Acechando en mi cubil, me surgen en la sesera mis ya casi lejanas y francas pisadas sobre la vereda. A lo lejos, el paisaje citadino me coqueteaba con relumbrones de luces y el sordo rumor del tráfago urbano. Alocadas teorías me invadían en ese entonces. Imaginaba que lo que contemplaba a lo lejos era nada menos que el futuro, considerando que para llegar a ese destino e integrarme a esa rumorosa postal me tomaría una cierta cantidad de minutos. La misma hora acá y allá, sin embargo, yo contemplaba ese futuro inspirado por las fascinantes teorías del genio de Einstein pegado a mi piel como un desvaído tatuaje. -Voladuras de ocioso- diría mi madre, pragmática hasta los huesos y descalificando con tajantes gestos estas disquisiciones mías, tan alejadas de la agobiante situación que se gestaba paralela a mis ensoñaciones. Ridiculeces que no sé porque las confieso ahora a su respetable consideración. Pronto me enteré que Albert Einstein era sólo una fachada, una cáscara desgreñada que se alimentaba del conocimiento ajeno, apropiándose de las ideas y formulaciones de científicos connotados. Entiendo que esta afirmación se balancea peligrosamente en los lindes de la impopularidad, pero saltan nombres y fechas a la palestra que invitan por lo menos a informarse de manera más acabada. Esta casi infantil mirada mía sobre asuntos de tanto tonelaje, la volqué a ese pretérito ayer de días asepiados, de irresponsable ocio y de tantas y tantas palabras que jamás salieron de mi boca y que hoy merodean mis silencios bañados de arrepentimiento. Lo que pasó, pasó, refutan los que ajustan sus pasos a los carriles del presente sin voltear siquiera su mirada hacia ese pasado repleto de imperfecciones y escuálidos logros.

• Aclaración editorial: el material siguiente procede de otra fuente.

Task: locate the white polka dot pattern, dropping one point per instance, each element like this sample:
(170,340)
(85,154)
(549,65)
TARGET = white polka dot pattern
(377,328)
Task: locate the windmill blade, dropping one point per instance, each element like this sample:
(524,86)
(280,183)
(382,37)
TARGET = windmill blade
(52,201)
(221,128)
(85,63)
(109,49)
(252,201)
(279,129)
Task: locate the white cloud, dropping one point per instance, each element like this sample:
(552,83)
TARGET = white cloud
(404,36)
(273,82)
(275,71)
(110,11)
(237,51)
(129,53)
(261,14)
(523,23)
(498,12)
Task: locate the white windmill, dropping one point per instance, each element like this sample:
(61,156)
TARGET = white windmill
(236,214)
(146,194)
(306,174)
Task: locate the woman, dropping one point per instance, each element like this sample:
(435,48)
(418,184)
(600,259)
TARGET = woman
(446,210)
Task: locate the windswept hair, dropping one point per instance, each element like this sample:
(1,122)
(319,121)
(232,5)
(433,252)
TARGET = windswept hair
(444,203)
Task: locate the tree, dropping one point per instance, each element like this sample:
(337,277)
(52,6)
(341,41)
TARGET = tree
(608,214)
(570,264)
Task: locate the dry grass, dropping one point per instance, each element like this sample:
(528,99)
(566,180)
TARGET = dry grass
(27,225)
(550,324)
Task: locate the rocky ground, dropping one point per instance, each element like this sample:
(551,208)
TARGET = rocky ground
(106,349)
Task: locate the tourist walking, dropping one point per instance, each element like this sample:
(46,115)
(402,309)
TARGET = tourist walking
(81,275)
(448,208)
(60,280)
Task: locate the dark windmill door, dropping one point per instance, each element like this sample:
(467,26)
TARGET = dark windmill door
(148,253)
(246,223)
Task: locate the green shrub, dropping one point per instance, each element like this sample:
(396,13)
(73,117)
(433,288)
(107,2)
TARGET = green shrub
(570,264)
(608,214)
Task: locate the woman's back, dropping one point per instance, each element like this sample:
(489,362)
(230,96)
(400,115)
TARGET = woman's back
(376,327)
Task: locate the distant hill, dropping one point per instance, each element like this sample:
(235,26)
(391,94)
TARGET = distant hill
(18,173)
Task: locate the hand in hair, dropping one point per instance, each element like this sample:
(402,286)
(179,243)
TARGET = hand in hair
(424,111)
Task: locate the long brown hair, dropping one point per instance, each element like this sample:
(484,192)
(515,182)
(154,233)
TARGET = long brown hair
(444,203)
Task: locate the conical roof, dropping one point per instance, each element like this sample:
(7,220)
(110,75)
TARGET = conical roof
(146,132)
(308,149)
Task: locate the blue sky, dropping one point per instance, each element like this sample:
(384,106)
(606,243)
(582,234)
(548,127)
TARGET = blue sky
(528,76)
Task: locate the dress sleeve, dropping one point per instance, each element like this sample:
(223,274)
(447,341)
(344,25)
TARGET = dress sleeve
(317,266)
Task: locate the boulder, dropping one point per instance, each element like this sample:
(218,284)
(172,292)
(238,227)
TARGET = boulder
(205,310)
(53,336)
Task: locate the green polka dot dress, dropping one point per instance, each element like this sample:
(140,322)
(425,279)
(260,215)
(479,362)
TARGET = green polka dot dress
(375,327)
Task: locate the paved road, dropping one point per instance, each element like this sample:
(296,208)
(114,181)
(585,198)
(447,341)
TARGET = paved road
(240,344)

A mí me penan los “te amo” que jamás traspasaron el umbral de mis deseos y se quedaron atragantados en una algodonosa timidez. Me quedaron sobrando como un fardo incómodo los abrazos que le mezquiné a mi padre, los besos a mi madre, a mis hermanos, a mis escasos amigos, apoyándome en el acento prosódico de la obviedad.
Y así me descubro a cada tanto, contemplando el firmamento desgranándose en cifras infinitas y auscultando este corazón dolido por latir a veces casi sin asunto y a menudo desangrándose por esos ayeres que pudieron ser aún mejores. Pero que todavía palpita ufano en este presente que permite la retribución a las miradas francas, el verbo transparente y el calor de ciertos labios.